I sit here and close my eyes and try to remember what I did when I saw the 7 foot Neanderthal Nazi. Seeing him, visually, was the biggest thing, I think. I know I chose to be rid of him, to keep myself free of him. Since then it's been a matter of recognizing him when I judge myself and others - making the mental, visual connection, which doesn't always happen. It takes mindfulness, which seems to come in spurts. But I think it began with a meditation, a prayer, a focus on telling him: GO. It just takes a lot of GOs - and still the ghostly residue remains. But my behavior has changed for the most part, and how I see people. I want to see them as I am learning to see myself: an imperfectly wonderful being.

maggie said...

I wonder what gifts perfectionism have given you? Do you have good attention to details others gloss over? Your logical brain that likes things to make sense--did it make you good at math and physics? I realize perfectionism doen't work and paradoxically doesn't allow us to see the perfection of what is but I am sure you have some developed traits that have been honed because you had the drive to be perfect growing up. Interested to hear you take on this.

Annie Coe said...

This is a wonderfully written post. You have such talent! I can relate to this as perfection is something that gets in my way everyday. Mostly I feel if I am not perfect, in everyway, no one will love me, least of all, I won't love myself.
xoxo

Unknown said...

Perfectionism is a huge obstacle for me as well. I feel as if I can control everything, nothing can sneak up behind me and disrupt my life anymore. WRONG! It's just not that easy. But I struggle day by day to assure everything is organized, scheduled and in it's place.

I enjoyed reading your post.

Shattered said...

Ruth, it does make me sad that I was so close to those who could help but never close enough...

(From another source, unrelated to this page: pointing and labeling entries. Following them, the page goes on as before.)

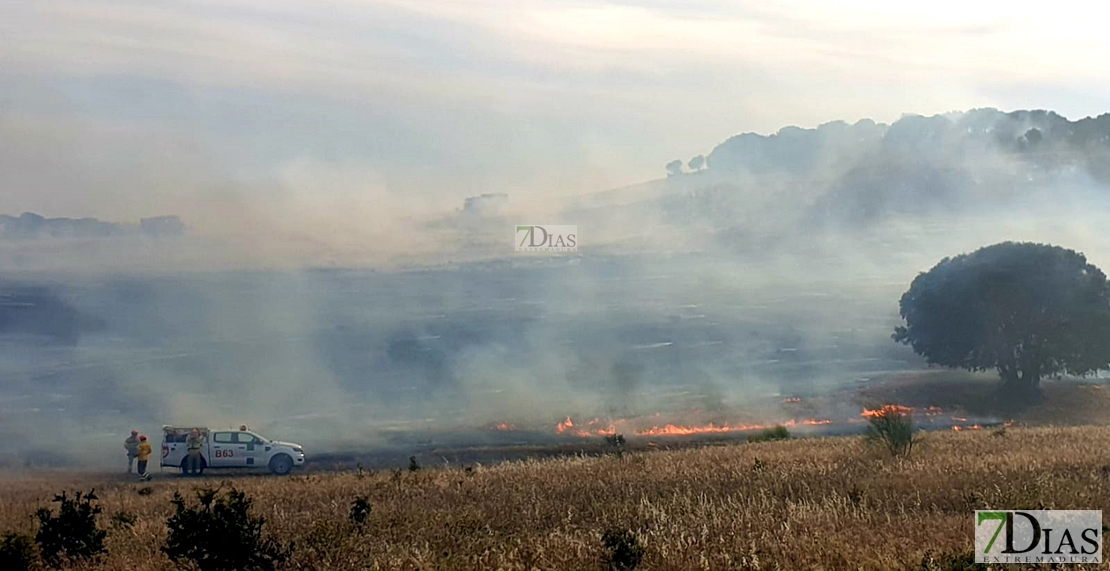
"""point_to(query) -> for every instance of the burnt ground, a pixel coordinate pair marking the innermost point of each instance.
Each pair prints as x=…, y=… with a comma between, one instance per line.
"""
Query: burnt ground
x=958, y=394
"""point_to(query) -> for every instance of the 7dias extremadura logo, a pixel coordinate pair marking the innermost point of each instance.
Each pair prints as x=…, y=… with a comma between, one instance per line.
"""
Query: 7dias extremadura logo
x=1038, y=537
x=546, y=238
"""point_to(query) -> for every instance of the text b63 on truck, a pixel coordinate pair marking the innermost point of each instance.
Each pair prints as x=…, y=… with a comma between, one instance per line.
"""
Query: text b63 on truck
x=242, y=449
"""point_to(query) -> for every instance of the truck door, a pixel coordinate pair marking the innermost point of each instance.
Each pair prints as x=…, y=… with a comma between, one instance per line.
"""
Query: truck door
x=226, y=451
x=253, y=453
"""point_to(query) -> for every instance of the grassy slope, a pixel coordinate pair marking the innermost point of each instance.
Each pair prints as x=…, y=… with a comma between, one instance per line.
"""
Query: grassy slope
x=811, y=503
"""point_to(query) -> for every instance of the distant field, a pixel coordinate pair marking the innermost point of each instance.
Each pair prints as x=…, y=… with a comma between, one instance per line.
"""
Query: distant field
x=808, y=503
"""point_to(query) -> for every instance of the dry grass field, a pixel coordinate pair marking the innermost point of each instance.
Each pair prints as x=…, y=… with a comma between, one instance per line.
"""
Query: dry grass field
x=806, y=503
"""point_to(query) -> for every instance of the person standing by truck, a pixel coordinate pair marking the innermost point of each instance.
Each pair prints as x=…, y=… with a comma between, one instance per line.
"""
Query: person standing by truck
x=194, y=443
x=132, y=447
x=143, y=456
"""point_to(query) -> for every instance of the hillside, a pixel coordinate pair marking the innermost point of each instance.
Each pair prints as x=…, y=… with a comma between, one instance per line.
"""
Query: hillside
x=840, y=178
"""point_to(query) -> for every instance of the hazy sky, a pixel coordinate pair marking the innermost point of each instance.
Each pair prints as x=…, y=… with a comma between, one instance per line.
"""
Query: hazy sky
x=123, y=109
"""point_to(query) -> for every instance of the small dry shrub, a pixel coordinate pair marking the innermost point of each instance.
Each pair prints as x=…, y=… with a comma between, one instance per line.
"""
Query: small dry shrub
x=623, y=550
x=73, y=532
x=19, y=552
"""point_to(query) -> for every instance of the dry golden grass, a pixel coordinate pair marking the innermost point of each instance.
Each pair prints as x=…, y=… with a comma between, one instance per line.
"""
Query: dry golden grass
x=814, y=503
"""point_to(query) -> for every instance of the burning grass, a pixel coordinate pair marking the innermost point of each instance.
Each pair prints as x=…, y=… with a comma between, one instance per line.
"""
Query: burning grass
x=805, y=503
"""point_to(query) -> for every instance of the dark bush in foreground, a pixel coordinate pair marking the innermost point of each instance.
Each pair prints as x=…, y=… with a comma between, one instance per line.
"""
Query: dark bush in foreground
x=892, y=429
x=18, y=552
x=623, y=550
x=778, y=432
x=73, y=532
x=220, y=534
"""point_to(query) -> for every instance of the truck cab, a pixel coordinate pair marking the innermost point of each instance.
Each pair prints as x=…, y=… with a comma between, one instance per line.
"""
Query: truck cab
x=231, y=449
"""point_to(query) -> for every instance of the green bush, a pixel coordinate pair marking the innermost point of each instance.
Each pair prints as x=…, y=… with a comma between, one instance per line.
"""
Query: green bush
x=73, y=532
x=19, y=552
x=894, y=430
x=220, y=534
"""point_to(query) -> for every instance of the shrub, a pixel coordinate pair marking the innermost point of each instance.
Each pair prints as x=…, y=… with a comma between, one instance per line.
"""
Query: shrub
x=73, y=532
x=892, y=429
x=778, y=432
x=220, y=534
x=360, y=510
x=623, y=549
x=18, y=552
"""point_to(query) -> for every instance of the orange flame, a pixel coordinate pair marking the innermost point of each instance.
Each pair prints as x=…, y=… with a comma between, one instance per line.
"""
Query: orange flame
x=887, y=409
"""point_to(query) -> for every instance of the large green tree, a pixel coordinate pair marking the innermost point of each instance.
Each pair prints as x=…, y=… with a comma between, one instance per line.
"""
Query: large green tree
x=1028, y=310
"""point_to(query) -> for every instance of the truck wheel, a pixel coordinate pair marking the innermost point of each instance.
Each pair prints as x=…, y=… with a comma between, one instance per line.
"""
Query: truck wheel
x=281, y=464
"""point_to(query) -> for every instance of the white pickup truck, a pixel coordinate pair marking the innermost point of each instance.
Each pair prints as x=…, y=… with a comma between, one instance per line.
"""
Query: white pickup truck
x=231, y=449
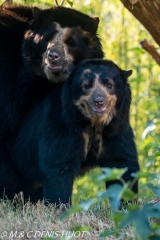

Ruth, that is really interesting how you got rid of your Neanderthal. I'm glad that you are rid of him for the most part. That must be really freeing.

Shattered said...

Maggie, I do tend to believe that perfectionism has helped me in some areas. I excelled in school, was able to go to any college I wanted to, and it drove me to make something of myself instead of being what they told me I was. School was all I had. Well, that and sports. Those were my two outlets and where I got my positive reinforcement from. Without that, I'm not sure where I would be today so yes, perfectionism has helped me.

Shattered said...

Annie, thank you. :) I'm sad that you can relate though; especially to the point of believing that you you can't receive love if you aren't perfect. :(

Shattered said...

Rhonda, I totally get trying to control things so nothing sneaks up on you. You're right because it doesn't work; I was reminded of this myself this past weekend. Thank you for reading my blog and for your encouragement. :)

Nikki (Sarah) said...

what an amazing post...it's the dance of healing...the recovery process. Black and white thinking...oh yeah..been there...lived it. It's horrible. That black and white thinking drove me totally nuts. You're healing. I love it. Be gentle with you. sarah

Shattered said...

Thank you for your continued encouragement, Sarah!